马车有两辆,停在前面的一辆是司韶的马车,舒适华丽。而另一辆,是放置两人杂物的马车,与城主公子的专乘相比自然是——一个天上一个地下。
叶幸刚刚已经自作主张了一次,大公子当着爹娘的面并没有让自己难堪。
这次——四下并没有别人。大公子,没有给自己留面子的必要了。她犹豫着,是不是自己主动坐到那辆放杂物的马车上会比较好呢?
叶幸向着后面那辆马车挪去,没挪几步,就被司韶一把扯住了手腕往自己的方向带去。
电光火石之间,大公子刚刚握住自己手腕的手已经双双放置在了自己的腰间。
没等自己反应过来,腰间的双手一用力,自己已经被甩进了大公子那华丽马车里的软垫上。
叶幸被摔的头有点晕,刚刚回过神来,大公子已经紧跟着钻进了马车。
叶幸挣扎着从软垫上爬了起来,还没来得及开口,司韶已经对前面驾车的良清下了命令:“走吧。”
一路上,司韶就这么倚窗而坐,两只眼睛专注着盯着窗外的景色,不看叶幸,也不与叶幸搭话。
司韶的脑子里乱乱的,画面一幅一幅的闪过,有叶幸之前的泪眼,有她在自己抱住她时候惊惶无措的样子。
还有——叶幸抓着那竹筒(就像那竹筒让她汲取能量似的)泪眼朦胧的望着自己的模样,像只哀求猎人放手的小鹿。
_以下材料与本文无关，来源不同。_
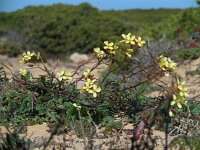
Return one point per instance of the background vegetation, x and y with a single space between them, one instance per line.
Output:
65 28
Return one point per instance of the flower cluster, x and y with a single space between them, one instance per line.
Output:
29 57
64 75
133 41
167 65
110 47
22 72
99 53
128 39
77 106
179 97
89 85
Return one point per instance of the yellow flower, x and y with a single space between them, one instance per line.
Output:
95 90
128 39
22 72
183 91
28 56
87 73
99 53
167 65
64 75
88 85
179 101
110 47
139 41
129 52
77 106
170 113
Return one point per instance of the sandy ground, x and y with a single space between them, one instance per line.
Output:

马车跑的很快,司韶又将马车的窗帘完全打开,风呼呼得灌了进来。
司韶却并不觉得这风冷。可他还是打了一个寒战。
这点风,并不能奈何他。真正让他发冷的,是叶幸的拒绝。
在这闷声不语的糟糕氛围中,马车行至城主府的大门。
叶幸这次没等大公子先下车,她麻利的在马车停住的一瞬间掀开门帘抢先跳下了车。
就连在前面驾车的良清才刚刚拉紧缰绳,被叶幸这一跳,他都吓了一跳。
少夫人——这是做什么?
应该是自己先停好马车后搬小踩凳置于门帘口请主子们下来啊。
这她自己跳下来是做什么?
就算从前是跟在二公子后面学了点功夫,也不至于这样啊——
叶幸自己也知道自己的行为莽撞了,但是为了弥补自己自己今天闯的祸,她决定使出浑身解数讨好大公子。
叶幸跳下马车后没等良清反应过来,便找出了小踩凳子摆在了马车边。
叶幸突然跳马车这一行为不止吓到了,也吓到了司韶。
司韶一把掀开门帘,入眼的景象就是自己的妻子像个丫鬟一样摆好了踩凳毕恭毕敬的做出鞠躬状立在一旁。
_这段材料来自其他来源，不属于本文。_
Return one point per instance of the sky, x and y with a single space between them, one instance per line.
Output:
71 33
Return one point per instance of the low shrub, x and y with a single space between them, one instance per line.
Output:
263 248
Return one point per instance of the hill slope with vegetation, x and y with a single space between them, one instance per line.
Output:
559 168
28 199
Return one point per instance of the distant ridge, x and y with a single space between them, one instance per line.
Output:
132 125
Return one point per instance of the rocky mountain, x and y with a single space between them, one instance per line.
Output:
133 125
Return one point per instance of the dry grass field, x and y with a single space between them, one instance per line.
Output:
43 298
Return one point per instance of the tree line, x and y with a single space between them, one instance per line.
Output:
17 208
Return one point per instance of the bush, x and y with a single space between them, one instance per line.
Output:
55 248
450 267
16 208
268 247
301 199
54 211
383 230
是不是,自己若是现在下车,她还会伸出手上前像个丫鬟一样让自己扶着啊?!
司韶的脸都要被气歪了,他拼命压制住自己的怒气,用着尽量装出的平静声音问道:“这是,你跟着阿歆养成的习惯?”
“啊——其实——嗯。”最后的一声“嗯”声音低到几乎听不见。
其实真实的情况是,叶幸很少跟着司歆出府。也很少有机会与他同坐一辆马车。这么说来——她,好像还真的没这么服侍过司歆。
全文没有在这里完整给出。